A few years ago, however, athletes started wearing graduated compression socks while running and/or for recovery after endurance sports. But do compression socks really work?
Manufacturers of athletic compression socks claim they increase oxygen delivery, decrease lactic acid, prevent cramps and shin splints, minimize fatigue and speed up recovery. That said, research on athletic compression socks provide mixed conclusions.
According to research:
- Subjects ran on a treadmill until exhaustion two weeks before and two weeks after a marathon. The time it took to get to exhaustion and heart rate were recorded. Those that wore the compression socks put them on immediately after running and kept them on for 48 hours, while all other runners were given a placebo. Those wearing the compression socks showed improved functional recovery, as two weeks after the marathon their run to exhaustion time increased by 2.6 percent. The placebo group decreased 3.4 percent1.
- Out of four studies looked at, only one reported negative effects using high compression socks (32 mmHG at the ankle). However, within those studies the use of compression socks is not fully supported either in assisting performance and/or recovery. Since there is little to no risk using the socks, many athletes continue to experiment to see if the socks do assist in performance or recovery2.
- A small study had males wear different grades of graduated compression stockings to determine the effects on 10k running performance. The socks were not found to affect the runners’ performance time, but the low and medium grade compression socks were reported to produce greater maintenance of leg power after running.
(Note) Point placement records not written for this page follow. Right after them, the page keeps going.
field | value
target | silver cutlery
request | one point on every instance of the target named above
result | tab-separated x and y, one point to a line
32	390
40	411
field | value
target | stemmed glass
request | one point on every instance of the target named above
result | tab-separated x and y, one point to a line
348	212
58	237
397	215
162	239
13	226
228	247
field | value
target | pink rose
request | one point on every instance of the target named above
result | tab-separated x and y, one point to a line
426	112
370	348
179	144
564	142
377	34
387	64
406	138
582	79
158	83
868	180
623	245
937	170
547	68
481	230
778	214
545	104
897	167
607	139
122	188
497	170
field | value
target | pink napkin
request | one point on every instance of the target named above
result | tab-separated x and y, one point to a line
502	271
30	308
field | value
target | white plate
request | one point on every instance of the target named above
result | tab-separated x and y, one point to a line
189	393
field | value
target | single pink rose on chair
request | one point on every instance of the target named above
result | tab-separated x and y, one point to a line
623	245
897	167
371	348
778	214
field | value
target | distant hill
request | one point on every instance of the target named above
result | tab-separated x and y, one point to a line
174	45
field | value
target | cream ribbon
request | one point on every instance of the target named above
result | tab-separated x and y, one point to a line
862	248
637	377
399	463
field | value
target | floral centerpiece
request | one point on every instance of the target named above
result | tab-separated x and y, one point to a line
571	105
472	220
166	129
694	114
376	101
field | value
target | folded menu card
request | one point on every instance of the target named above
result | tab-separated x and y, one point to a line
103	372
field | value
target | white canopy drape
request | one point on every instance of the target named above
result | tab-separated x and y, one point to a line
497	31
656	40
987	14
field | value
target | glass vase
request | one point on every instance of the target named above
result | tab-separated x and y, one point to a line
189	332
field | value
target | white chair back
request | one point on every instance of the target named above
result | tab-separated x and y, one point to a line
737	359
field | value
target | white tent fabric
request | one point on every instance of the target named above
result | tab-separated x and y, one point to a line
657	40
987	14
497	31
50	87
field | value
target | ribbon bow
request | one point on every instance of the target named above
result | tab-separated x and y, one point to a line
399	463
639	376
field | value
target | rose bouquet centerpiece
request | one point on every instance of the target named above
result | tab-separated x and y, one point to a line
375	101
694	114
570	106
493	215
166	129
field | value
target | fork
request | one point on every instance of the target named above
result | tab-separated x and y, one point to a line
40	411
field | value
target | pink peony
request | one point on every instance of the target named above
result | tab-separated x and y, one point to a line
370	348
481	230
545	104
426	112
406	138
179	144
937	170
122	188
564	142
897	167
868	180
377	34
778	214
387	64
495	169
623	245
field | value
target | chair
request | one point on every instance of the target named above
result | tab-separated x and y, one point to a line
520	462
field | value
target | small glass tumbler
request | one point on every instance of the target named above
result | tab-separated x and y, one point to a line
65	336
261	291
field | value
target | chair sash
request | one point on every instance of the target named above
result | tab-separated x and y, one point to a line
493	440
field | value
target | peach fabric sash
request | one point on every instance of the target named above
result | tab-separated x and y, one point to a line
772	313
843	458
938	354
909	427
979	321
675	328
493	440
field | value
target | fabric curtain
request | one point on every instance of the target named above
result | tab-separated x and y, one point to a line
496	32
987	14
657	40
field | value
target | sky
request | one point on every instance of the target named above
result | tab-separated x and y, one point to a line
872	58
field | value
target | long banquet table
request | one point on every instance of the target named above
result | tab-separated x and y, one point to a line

The low grade compression socks were noted to be the most comfortable during exercise3.
What this means:
There is currently not strong evidence that wearing compression socks will improve one’s performance and in many cases, recovery; however, there is little to no evidence that they will hurt one’s performance or cause injury. If you are curious to know if these socks will help your recovery or performance, test them out for yourself. If you already wear them and think they help, continue to wear them as they may indeed be assisting in your recovery.
If you wear compression socks to help deal with an injury and it does not help relieve the pain, stop by one of our Athletico locations and set up a complimentary injury screen with an endurance therapist.
The Athletico blog is an educational resource written by Athletico employees. Athletico bloggers are licensed professionals who abide by the code of ethics outlined by their respective professional associations. The content published in blog posts represents the opinion of the individual author based on their expertise and experience. The content provided in this blog is for informational purposes only, does not constitute medical advice and should not be relied on for making personal health decisions.
1Armstrong SA, Till ES, Maloney SR, and Harris GA. Compression socks and functional recovery following marathon running: a randomized controlled trial. J Strength Cond Res; 2015 Feb 29(2): 528-533.
2Stanek JM. The effectiveness of compression socks on athletic performance and recovery. Journal of Sport Rehabilitation. 2016 August 24: 1-16.
3Ali A, Creasy RH, and Edge JA. The effect of graduated compression stockings on running performance. Journal of Strength and Conditioning Research. 2011 May; 25(5): 1385-1392.